Mme JOZAN, Conseillère municipale – Monsieur le Maire, je vais vraiment faire très court parce que je crois que personne n’a plus la capacité de s’intéresser aux interventions. Je vais donc essayer de parler à peine pendant trente secondes pour dire des choses un peu différentes.
Je voudrais d’abord remercier les invités qui dans leurs interventions, nous ont brillamment fait état à la fois de leur point de vue et d’un niveau d’étude important. Je pense que nous avions tous besoin de ces interventions.
Ma remarque est très simple et va prendre trente secondes. Aujourd’hui, il me semble que nous avons été conviés à la promotion d’un projet, à la communication de ce qui allait être fait et du projet que vous voulez soutenir. Il n’y a pas eu de réponse à la demande assez générale d’un débat contradictoire, c’est-à-dire aussi avec ceux qui ont peut-être des réserves sur le projet. Nous avons vu par exemple ce matin dans la presse s’exprimer des personnalités qui sont de différents bords politiques et qui sont reconnues par la société civile. Il faut qu’un débat soit contradictoire pour qu’il y ait débat, avec à la fois des professionnels, des experts et des urbanistes. On sait bien par exemple que l’architecte Chemetoff avait dit qu’un CHU serait une « escalope » sur l’Ile de Nantes. Il faudrait un débat beaucoup plus ouvert que dans une enceinte municipale.
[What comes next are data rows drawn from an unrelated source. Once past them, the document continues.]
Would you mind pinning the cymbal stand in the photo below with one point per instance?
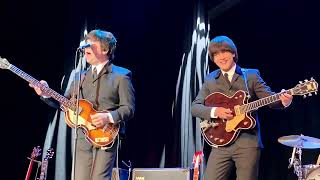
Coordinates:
(296, 162)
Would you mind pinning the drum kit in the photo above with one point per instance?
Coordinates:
(299, 142)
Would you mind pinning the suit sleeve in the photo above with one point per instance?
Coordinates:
(198, 109)
(262, 90)
(127, 101)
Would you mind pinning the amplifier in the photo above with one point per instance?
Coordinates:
(161, 174)
(119, 174)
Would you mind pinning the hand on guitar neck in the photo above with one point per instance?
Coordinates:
(38, 90)
(228, 114)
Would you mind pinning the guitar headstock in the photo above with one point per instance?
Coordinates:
(306, 87)
(4, 63)
(197, 158)
(49, 154)
(36, 152)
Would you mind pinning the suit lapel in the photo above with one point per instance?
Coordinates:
(236, 75)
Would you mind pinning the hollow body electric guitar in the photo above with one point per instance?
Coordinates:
(99, 137)
(220, 132)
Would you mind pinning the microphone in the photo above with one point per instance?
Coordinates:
(84, 46)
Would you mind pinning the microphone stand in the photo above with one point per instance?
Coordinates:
(76, 113)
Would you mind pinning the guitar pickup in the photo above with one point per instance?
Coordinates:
(102, 139)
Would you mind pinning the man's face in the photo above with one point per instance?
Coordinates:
(95, 53)
(224, 60)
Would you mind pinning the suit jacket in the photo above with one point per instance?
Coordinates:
(215, 82)
(111, 90)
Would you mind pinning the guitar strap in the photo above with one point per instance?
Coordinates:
(244, 72)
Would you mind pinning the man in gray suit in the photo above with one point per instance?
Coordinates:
(244, 152)
(107, 87)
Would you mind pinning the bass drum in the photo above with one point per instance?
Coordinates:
(314, 174)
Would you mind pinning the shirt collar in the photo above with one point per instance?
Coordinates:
(99, 67)
(231, 71)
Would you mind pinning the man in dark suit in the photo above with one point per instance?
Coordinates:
(107, 87)
(244, 152)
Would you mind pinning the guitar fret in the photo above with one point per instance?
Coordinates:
(63, 100)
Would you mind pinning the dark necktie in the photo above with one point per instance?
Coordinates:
(226, 77)
(94, 73)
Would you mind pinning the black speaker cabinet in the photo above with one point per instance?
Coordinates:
(161, 174)
(119, 174)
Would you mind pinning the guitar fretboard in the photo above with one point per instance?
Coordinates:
(63, 100)
(263, 101)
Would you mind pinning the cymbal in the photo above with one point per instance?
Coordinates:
(300, 141)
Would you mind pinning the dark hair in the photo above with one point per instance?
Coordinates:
(107, 39)
(220, 44)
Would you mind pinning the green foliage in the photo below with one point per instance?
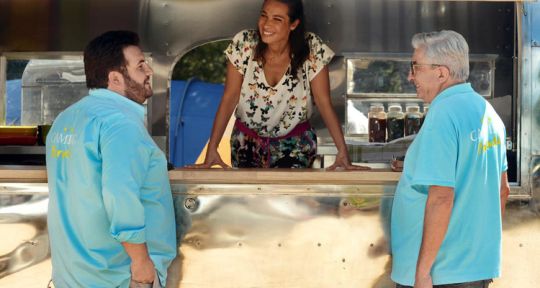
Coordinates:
(206, 62)
(15, 68)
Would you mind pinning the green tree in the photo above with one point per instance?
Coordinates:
(206, 62)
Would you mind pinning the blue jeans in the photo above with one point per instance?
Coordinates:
(475, 284)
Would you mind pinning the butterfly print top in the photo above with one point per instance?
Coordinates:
(273, 111)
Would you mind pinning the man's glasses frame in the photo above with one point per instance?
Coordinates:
(414, 64)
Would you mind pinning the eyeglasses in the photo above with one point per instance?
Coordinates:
(414, 64)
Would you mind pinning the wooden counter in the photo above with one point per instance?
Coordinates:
(37, 174)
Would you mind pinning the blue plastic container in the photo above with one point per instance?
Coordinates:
(193, 107)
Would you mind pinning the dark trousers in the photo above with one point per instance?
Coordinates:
(475, 284)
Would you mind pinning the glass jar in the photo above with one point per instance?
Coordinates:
(395, 122)
(413, 120)
(377, 123)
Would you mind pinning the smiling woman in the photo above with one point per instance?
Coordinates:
(272, 74)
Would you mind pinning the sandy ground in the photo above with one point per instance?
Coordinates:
(360, 259)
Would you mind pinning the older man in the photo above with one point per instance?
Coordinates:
(446, 216)
(111, 217)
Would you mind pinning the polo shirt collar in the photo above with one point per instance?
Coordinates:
(452, 90)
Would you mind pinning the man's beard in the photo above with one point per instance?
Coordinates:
(135, 91)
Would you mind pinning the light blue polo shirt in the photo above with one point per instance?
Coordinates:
(108, 184)
(461, 145)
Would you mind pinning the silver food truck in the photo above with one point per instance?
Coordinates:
(264, 227)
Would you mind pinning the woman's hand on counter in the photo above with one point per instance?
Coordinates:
(343, 163)
(212, 158)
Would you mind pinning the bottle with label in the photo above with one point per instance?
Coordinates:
(377, 123)
(413, 119)
(395, 121)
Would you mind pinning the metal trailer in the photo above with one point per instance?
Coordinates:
(273, 228)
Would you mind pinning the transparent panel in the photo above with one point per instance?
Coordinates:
(386, 75)
(49, 87)
(12, 98)
(383, 76)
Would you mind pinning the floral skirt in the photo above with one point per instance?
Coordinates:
(294, 150)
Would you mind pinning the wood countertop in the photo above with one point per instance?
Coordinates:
(37, 174)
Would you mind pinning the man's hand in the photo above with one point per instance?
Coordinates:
(212, 158)
(142, 267)
(423, 282)
(143, 271)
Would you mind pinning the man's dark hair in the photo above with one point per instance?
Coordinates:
(105, 54)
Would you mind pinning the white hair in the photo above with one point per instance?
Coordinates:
(447, 48)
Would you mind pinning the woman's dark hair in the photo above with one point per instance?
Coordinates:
(299, 47)
(105, 54)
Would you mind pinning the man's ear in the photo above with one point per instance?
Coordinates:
(115, 79)
(444, 73)
(295, 24)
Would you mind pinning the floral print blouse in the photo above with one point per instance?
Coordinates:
(273, 111)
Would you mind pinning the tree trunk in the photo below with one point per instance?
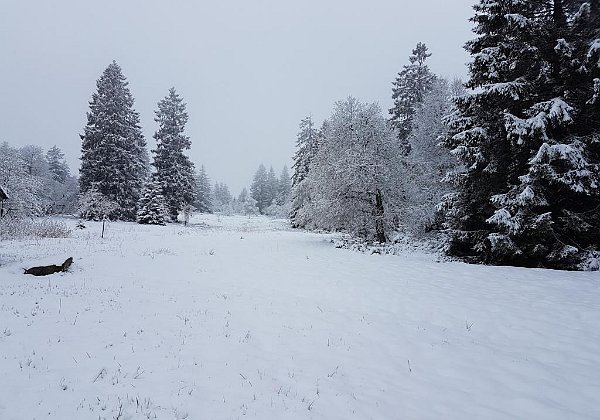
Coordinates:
(379, 213)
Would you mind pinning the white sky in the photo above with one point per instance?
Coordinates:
(249, 70)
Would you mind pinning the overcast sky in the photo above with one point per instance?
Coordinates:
(249, 70)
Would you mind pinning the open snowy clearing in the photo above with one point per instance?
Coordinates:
(244, 318)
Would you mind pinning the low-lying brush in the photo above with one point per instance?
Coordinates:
(11, 228)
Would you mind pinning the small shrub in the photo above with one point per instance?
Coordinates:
(11, 228)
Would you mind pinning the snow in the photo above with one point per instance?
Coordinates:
(232, 317)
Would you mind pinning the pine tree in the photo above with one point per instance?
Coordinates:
(152, 206)
(222, 198)
(57, 165)
(272, 187)
(528, 137)
(409, 88)
(307, 146)
(284, 187)
(174, 170)
(113, 150)
(259, 190)
(428, 162)
(203, 194)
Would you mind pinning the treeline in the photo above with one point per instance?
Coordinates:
(38, 183)
(508, 169)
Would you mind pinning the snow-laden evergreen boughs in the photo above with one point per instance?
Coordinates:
(152, 208)
(261, 189)
(57, 165)
(113, 150)
(307, 146)
(354, 179)
(203, 195)
(528, 137)
(409, 88)
(222, 199)
(174, 170)
(428, 161)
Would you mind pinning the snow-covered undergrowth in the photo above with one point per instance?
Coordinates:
(234, 317)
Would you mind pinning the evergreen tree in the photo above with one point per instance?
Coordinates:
(284, 187)
(57, 165)
(529, 137)
(272, 186)
(408, 90)
(113, 150)
(307, 146)
(174, 170)
(222, 200)
(259, 190)
(428, 162)
(203, 194)
(152, 207)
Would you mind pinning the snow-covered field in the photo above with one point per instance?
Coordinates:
(244, 318)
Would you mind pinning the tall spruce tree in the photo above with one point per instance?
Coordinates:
(307, 146)
(529, 137)
(57, 165)
(113, 150)
(409, 88)
(203, 195)
(174, 170)
(259, 190)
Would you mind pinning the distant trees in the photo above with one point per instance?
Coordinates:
(203, 192)
(222, 198)
(272, 194)
(260, 190)
(428, 161)
(353, 180)
(57, 165)
(409, 89)
(174, 170)
(34, 189)
(113, 151)
(306, 149)
(152, 206)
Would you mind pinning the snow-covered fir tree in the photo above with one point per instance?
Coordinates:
(113, 151)
(284, 187)
(529, 137)
(174, 170)
(245, 204)
(428, 161)
(222, 198)
(260, 189)
(203, 194)
(307, 145)
(152, 208)
(57, 165)
(272, 186)
(409, 89)
(354, 181)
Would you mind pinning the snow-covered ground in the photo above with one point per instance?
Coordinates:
(245, 318)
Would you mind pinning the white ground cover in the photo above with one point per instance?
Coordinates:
(245, 318)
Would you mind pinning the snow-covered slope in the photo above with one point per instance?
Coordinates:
(244, 318)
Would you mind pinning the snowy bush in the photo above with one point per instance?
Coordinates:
(13, 228)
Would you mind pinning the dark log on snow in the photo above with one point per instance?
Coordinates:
(50, 269)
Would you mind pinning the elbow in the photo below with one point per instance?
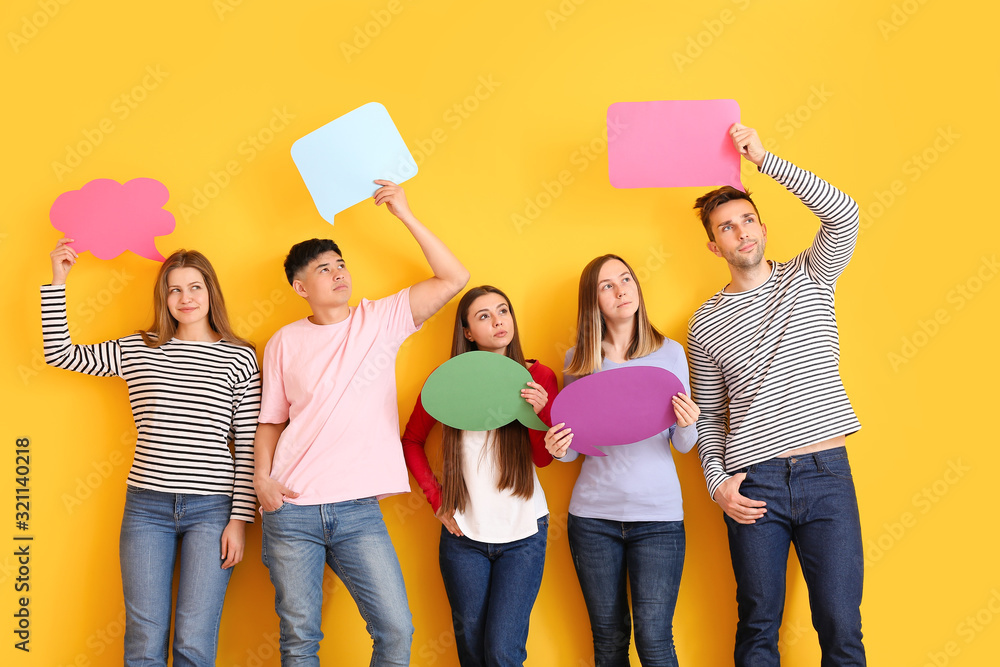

Au fond, nous nous sommes livrés à un exercice relativement rébarbatif à partir du moment où les interventions des uns et des autres se sont succédées, avec une patience infinie du Maire. Il est tout de même deux heures moins le quart et chacun n’a pas inventé la poudre dans son intervention. Pour ma part, je voudrais insister sur la forme. Je crois que les Nantais ont besoin que ce débat se porte sur la place publique, soit contradictoire et leur permette de se faire une idée en entendant à la fois les défenseurs du projet et ceux qui ont des réserves.
La deuxième chose qui me semble importante, c’est qu’il manque quelques pièces à ce dossier. On dit que Saint-Herblain est loin, mais dans vingt ans, Saint-Herblain sera le cœur de l’aire métropolitaine. J’ai trouvé que ce matin, on résonnait comme si Nantes était très différent de Saint-Herblain qui n’est quand même pas Vertou ni Carquefou. Je pense que nous sommes bien dans l’aire métropolitaine. Nous manquons par ailleurs de chiffres sur l’impact économique. Quelles richesses le CHU va créer à cet endroit? Pourquoi ne créerait-il pas un impact à peu près similaire sur un autre site?
Enfin, la dernière question – je crois qu’il y a d’ailleurs actuellement un débat parlementaire sur le sujet – est la question de la densification urbaine, en réservant les réserves foncières de centralité à du logement et à des activités qui ne sont pas forcément aussi absorbeuses d’espace que l’hôpital public. Je vous remercie.
M. LE DEPUTE-MAIRE – Merci. Monsieur Lannuzel vous avez été patient, Madame Jozan a tout à fait raison. Il y a tout de même encore une grande capacité d’écoute parce que je pense que tout le monde a bien compris l’enjeu. C’est donc un débat très intéressant. Je vous rappelle qu’il y a encore Monsieur Lannuzel, Madame Bocher, Monsieur Robert. Puis, je dirai quelques mots puisqu’il faut donner des réponses et des précisions aux quelques questions qui ont été posées. Ensuite, nous ferons une pause nécessaire.